Information and Computing Sciences
Macquarie has world-leading research capability in computation theory and mathematics. Our research receives funding from Google and Microsoft, among others. More than $3 million has been invested in spanning theory, distributed computing (the Internet of Things), machine learning and natural language processing. Much of that research is focused on real-world problems and result in non-academic outputs that are publicly shared.
Macquarie’s primary research strengths are split between computation theory and mathematics, distributed computing, and information systems. There is also substantial activity in artificial intelligence (AI) and image processing, which includes contributions across many fields including language sciences and human interaction.
Macquarie’s research draws from the University’s Centre of Language Sciences – an integral part of the Australian Research Council (ARC) Centre of Excellence in Cognition and its Disorders – and the Centre of Australian Category Theory.
Significant interdisciplinary collaboration within the University (Education, Linguistics and Mathematics) is evidenced by joint publications, grants and higher degree research supervision.

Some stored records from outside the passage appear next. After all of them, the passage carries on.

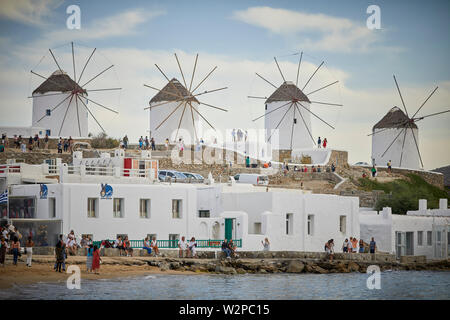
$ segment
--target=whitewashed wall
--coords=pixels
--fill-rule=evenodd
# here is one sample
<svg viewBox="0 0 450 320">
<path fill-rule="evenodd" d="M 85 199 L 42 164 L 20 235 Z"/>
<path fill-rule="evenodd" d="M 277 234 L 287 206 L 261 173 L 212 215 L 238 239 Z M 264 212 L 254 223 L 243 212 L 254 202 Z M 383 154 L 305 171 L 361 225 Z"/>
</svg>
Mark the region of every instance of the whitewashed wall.
<svg viewBox="0 0 450 320">
<path fill-rule="evenodd" d="M 375 129 L 375 132 L 383 129 Z M 386 166 L 387 162 L 391 160 L 393 167 L 400 167 L 400 155 L 403 146 L 404 133 L 395 140 L 394 144 L 389 148 L 386 154 L 382 157 L 388 146 L 394 141 L 395 137 L 400 133 L 401 129 L 388 129 L 383 132 L 376 133 L 372 136 L 372 159 L 375 159 L 375 164 L 378 166 Z M 419 132 L 414 129 L 414 135 L 419 144 Z M 416 144 L 414 143 L 414 137 L 410 129 L 407 129 L 405 137 L 405 145 L 403 148 L 403 157 L 401 168 L 419 169 L 420 160 L 417 153 Z"/>
<path fill-rule="evenodd" d="M 44 95 L 56 94 L 60 92 L 46 92 Z M 32 113 L 32 126 L 43 127 L 45 129 L 50 129 L 51 137 L 80 137 L 79 129 L 78 129 L 78 118 L 77 118 L 77 107 L 75 99 L 68 98 L 64 101 L 59 107 L 57 107 L 54 111 L 51 112 L 50 116 L 44 117 L 41 121 L 37 122 L 41 119 L 45 114 L 47 109 L 53 109 L 60 103 L 65 97 L 67 97 L 69 93 L 52 95 L 48 97 L 41 97 L 42 94 L 36 93 L 33 95 L 33 113 Z M 83 99 L 84 103 L 88 106 L 92 113 L 95 113 L 96 107 L 88 103 L 86 99 Z M 70 106 L 69 106 L 70 102 Z M 69 109 L 67 107 L 69 106 Z M 67 110 L 66 119 L 64 121 L 64 125 L 62 127 L 61 134 L 59 134 L 59 130 L 61 128 L 61 124 L 64 119 L 64 115 Z M 81 137 L 87 137 L 88 135 L 88 111 L 84 107 L 84 105 L 78 101 L 78 114 L 80 119 L 80 127 L 81 127 Z M 101 124 L 101 119 L 96 117 L 97 120 Z M 45 130 L 44 130 L 45 135 Z"/>
<path fill-rule="evenodd" d="M 265 110 L 265 113 L 271 112 L 275 110 L 278 107 L 281 107 L 283 104 L 286 104 L 287 101 L 275 101 L 267 104 L 267 110 Z M 302 101 L 302 104 L 309 110 L 310 104 L 307 102 Z M 271 130 L 275 130 L 278 123 L 280 122 L 281 118 L 289 108 L 290 104 L 287 106 L 278 109 L 277 111 L 274 111 L 264 117 L 264 124 L 266 129 L 266 141 L 272 134 Z M 306 111 L 304 108 L 300 107 L 301 113 L 303 115 L 303 118 L 305 119 L 305 123 L 308 126 L 309 130 L 313 134 L 311 128 L 311 117 L 310 113 Z M 303 123 L 302 117 L 298 113 L 298 110 L 295 110 L 295 118 L 297 119 L 297 123 L 294 125 L 294 133 L 292 138 L 292 149 L 305 149 L 305 148 L 312 148 L 313 142 L 311 140 L 311 137 L 305 127 L 305 124 Z M 286 114 L 283 121 L 281 122 L 280 126 L 278 127 L 278 137 L 276 134 L 273 135 L 270 142 L 275 143 L 276 141 L 279 141 L 278 148 L 276 146 L 273 146 L 273 149 L 279 149 L 279 150 L 288 150 L 291 149 L 291 134 L 292 134 L 292 123 L 294 122 L 294 112 L 292 109 Z M 273 139 L 273 140 L 272 140 Z"/>
</svg>

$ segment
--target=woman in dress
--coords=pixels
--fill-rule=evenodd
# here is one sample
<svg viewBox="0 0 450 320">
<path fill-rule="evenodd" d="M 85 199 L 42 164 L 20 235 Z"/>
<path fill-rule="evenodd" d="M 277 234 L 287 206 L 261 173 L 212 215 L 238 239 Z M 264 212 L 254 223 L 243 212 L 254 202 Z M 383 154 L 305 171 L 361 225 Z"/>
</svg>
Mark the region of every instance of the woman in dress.
<svg viewBox="0 0 450 320">
<path fill-rule="evenodd" d="M 31 237 L 28 237 L 25 247 L 27 250 L 27 267 L 31 267 L 31 260 L 33 259 L 33 247 L 34 247 L 34 242 Z"/>
<path fill-rule="evenodd" d="M 97 248 L 97 246 L 94 246 L 94 253 L 92 257 L 92 271 L 95 274 L 99 274 L 101 260 L 102 259 L 100 258 L 100 250 Z"/>
<path fill-rule="evenodd" d="M 144 246 L 142 247 L 142 249 L 147 250 L 148 254 L 152 253 L 152 248 L 150 247 L 150 242 L 148 241 L 148 237 L 145 237 L 145 239 L 144 239 Z"/>
<path fill-rule="evenodd" d="M 94 246 L 92 244 L 89 245 L 87 248 L 86 253 L 86 271 L 92 272 L 92 260 L 94 256 Z"/>
<path fill-rule="evenodd" d="M 14 265 L 17 266 L 17 259 L 19 258 L 20 253 L 20 242 L 17 237 L 14 237 L 13 243 L 11 245 L 12 253 L 13 253 L 13 262 Z"/>
<path fill-rule="evenodd" d="M 264 242 L 262 242 L 262 245 L 264 246 L 264 251 L 269 251 L 270 250 L 270 242 L 269 242 L 269 238 L 265 238 Z"/>
</svg>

Collaborations are enhanced through visiting professorships from ETH (Zürich), National Institute for Research in Computer Science and Automation, Fudan University, the Harbin Institute of Technology, and project-based fellowships in collaboration with CSIRO Data61.

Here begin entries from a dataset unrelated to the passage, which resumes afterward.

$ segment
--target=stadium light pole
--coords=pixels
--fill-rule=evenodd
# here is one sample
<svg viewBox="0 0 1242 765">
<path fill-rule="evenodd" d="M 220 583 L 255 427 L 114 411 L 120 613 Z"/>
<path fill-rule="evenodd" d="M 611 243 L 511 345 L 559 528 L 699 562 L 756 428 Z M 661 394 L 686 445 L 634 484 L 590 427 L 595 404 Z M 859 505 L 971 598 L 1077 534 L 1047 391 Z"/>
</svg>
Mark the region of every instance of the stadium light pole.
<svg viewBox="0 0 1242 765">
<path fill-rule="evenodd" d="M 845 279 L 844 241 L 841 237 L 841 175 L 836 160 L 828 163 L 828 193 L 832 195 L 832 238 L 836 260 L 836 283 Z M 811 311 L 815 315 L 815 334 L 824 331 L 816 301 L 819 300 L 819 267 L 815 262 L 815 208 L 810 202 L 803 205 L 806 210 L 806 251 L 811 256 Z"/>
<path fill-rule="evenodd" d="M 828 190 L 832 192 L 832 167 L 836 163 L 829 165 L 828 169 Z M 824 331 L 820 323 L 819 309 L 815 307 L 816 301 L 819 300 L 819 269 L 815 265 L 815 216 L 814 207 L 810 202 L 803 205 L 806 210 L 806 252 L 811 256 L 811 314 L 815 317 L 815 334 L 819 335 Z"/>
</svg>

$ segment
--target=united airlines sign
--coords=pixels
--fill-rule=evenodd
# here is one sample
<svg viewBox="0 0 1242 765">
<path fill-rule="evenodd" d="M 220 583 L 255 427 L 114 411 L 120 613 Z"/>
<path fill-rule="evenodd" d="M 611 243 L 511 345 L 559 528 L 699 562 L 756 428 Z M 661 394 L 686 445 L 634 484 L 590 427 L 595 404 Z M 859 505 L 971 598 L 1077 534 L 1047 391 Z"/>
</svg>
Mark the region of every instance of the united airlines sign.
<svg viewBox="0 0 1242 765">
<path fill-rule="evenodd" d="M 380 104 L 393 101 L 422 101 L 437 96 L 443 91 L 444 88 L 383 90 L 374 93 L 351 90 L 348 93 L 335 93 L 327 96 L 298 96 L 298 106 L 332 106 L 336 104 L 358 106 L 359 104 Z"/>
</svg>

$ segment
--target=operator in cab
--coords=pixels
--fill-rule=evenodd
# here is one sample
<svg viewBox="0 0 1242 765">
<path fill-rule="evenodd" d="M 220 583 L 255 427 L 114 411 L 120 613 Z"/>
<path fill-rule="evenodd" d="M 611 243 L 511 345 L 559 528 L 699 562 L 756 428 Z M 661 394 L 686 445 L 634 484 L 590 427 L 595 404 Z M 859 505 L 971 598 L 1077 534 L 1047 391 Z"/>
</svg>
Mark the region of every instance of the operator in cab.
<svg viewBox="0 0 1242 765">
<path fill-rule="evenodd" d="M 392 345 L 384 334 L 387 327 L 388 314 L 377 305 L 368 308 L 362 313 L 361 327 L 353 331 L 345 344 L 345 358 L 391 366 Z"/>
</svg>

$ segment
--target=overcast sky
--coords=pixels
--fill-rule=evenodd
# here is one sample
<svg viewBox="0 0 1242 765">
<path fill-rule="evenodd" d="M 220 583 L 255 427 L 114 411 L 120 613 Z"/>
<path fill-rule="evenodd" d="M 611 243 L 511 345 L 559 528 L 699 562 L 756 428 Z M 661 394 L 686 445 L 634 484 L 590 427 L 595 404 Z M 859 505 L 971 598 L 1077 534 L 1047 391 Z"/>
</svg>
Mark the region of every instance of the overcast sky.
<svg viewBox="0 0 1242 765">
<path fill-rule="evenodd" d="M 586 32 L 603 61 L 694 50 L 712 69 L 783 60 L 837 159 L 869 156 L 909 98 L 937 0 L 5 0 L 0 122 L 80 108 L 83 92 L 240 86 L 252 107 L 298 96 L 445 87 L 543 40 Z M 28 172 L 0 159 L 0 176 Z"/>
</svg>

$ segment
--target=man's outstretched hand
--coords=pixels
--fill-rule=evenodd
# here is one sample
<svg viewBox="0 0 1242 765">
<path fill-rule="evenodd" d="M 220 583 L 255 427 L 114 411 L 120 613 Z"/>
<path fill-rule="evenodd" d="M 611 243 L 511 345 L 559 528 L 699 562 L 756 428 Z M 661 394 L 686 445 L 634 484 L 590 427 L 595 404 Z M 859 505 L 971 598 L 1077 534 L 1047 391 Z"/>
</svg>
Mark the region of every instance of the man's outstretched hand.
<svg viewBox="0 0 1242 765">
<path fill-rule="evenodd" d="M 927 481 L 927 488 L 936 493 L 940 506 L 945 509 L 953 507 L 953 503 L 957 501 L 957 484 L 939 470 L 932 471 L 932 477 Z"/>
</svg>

Research activities have been supported by an ARC Linkage Grant with partner KS Computers; there has also been significant funding from Google, Voicebox Australia technologies, the Capital Markets Cooperative Research Centre and Microsoft to work on problems regarding the extraction of information from texts and speech.
Macquarie’s research in the theory of computer science has many applications in distributed computing and security. Academics have been active in projects that involve the computing industries, with examples including Bell Labs, Covata, Sematic Software Asia Pacific, and Oracle Labs. In 2016 the University established the Optus Macquarie Cyber Security Hub, which is a multidisciplinary research, education and thought leadership organisation that seeks solutions to societal problems in the cyber security domain.
Voicebox research and development
Voicebox has supplied natural language technology worldwide, with conversational agents deployed in many of Toyota’s vehicles and Samsung’s smartphones and tablets. The technology has been translated into more than 20 languages and has enabled millions of people to interact with their devices using their voice.
The proof-of-concept development for this technology was completed on campus at Macquarie University. Voicebox Australia is a research and development subsidiary of the Seattle-based firm.
The firm chose to establish their Australian office at Macquarie due to the University’s international reputation in natural language processing, which has had global impact on voice technology interfaces and the underpinning translation of natural language to device function calls.